I first began by scaling my data, which means that each column is transformed to a common scale (z-score) with an approximately normal distribution. For each variable, the mean is subtracted from each value and divided by the standard deviation. Initially, neither price nor rating is normally distributed. After scaling, the interpretation for each respective value is the number of standard deviations away from the overall mean. 

 

dist-plot.png

On its own, k-means does not tell us very much about how well our model is doing at fitting the data. We need to have an a priori idea of how many clusters we expect to see, or be willing to experiment by looking at different clustering solutions. How k-means works is that it starts by randomly assigning k (the number of clusters we've pre-specified) data points to act as the cluster's centroid. These centroids will serve as a sort of anchor around which the k-means will try minimize the distance between neighbouring points. The algorithm then calculates the average distance of all the points in a given cluster, and then moves the centroid to that centre location. The process of iteratively moving the centroid stops when cluster memberships ceases to change. 
 
We need to rerun k-means using a different number of clusters to see which solution (i.e. the number of cluster) best fits our data. There are several approaches to model selection with k-means, but a common way to determine the optimal number of clusters is to compute the gap statistic. The gap statistic compares the pooled within-cluster sum of squares with a simulated uniform distribution obtained by resampling the data. The goal is to maximize the gap statistic, while choosing a parsimonious model. In other words, we want a large gap statistic with the fewest number of clusters.   

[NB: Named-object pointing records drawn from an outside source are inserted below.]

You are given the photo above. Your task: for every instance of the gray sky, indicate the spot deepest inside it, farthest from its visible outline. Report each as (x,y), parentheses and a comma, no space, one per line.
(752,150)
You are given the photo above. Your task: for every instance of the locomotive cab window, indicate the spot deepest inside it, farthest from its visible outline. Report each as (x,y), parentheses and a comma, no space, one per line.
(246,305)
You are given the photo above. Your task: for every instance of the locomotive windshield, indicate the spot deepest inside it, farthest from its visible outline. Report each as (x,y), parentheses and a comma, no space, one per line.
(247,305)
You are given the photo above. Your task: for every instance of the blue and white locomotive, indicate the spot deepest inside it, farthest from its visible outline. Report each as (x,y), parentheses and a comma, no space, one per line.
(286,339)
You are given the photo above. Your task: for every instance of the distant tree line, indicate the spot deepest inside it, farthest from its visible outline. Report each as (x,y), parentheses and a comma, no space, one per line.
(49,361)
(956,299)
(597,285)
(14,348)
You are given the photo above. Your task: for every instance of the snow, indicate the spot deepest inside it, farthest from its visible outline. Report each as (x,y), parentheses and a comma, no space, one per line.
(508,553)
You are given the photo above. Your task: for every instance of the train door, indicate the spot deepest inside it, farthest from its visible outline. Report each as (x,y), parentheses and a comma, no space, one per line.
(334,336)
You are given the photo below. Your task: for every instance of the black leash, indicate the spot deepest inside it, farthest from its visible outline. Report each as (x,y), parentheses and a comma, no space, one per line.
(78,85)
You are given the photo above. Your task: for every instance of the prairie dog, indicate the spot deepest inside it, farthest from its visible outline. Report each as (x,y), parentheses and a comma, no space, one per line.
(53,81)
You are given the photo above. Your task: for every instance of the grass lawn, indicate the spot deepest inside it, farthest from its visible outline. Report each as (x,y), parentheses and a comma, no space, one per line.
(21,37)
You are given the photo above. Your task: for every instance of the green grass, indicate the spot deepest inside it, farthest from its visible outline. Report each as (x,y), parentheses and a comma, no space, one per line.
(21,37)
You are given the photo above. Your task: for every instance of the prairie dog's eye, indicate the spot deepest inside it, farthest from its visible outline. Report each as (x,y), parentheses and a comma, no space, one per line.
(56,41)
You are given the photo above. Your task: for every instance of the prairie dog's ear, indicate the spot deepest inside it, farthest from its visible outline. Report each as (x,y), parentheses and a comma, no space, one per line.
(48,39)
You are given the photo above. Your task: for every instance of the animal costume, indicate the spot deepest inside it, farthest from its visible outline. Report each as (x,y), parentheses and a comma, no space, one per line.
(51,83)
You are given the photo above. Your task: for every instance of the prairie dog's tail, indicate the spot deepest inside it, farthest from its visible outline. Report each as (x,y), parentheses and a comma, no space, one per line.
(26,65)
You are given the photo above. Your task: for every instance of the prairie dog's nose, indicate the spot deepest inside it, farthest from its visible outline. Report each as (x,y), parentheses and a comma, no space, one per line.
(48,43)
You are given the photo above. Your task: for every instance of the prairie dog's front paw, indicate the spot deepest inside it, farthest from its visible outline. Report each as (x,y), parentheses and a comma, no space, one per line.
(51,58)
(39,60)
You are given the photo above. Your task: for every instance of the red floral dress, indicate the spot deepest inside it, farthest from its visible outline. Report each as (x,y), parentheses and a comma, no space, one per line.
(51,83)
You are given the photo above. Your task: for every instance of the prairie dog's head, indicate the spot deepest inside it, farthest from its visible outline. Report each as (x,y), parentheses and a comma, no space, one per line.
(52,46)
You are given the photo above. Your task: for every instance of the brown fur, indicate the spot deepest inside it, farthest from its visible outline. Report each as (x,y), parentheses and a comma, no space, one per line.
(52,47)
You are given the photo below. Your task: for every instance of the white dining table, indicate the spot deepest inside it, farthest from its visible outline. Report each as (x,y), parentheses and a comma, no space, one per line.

I ran a function that computes the gap statistics automatically using different numbers of clusters, which is also known as a scree plot. From the plot we can see that the gap statistics peaks at a single cluster, and then tapers off. This is a sign that there are no discernible clusters in our data!

scree-gap.jpeg

I wanted to share this analysis to illustrate an important point. Data does not always follow our assumptions. Many times, we can conduct an analysis and discover that the things we were hoping to find (beautifully evident clusters with immediately discernible meaning) aren't always present. A null finding is still a finding and we as researchers and analysts shouldn't get discouraged when things don't turn out the way we expected. 

For the purpose of this blog post, I'll pretend as though we found that there were three clusters in our data. Recall that we scaled the data prior to the analysis so the x- and y-axis represent standard deviations away from the mean. The plot is not showing us anything ground breaking. There are 39 products in first cluster, 136 is the second and 22 in the third. Since we only have two variables, our interpretation of the plot is pretty straightforward. If we were going to assume a 3-cluster solution, close to 70% of products would fall in the "low price, decent ratings" category.

cluster-plot.png

If I were doing this analysis in real life, I wouldn't give up here. Since our data shouldn't be clustered, I'd explore other options: 1) find more data, and/or 2) change my approach.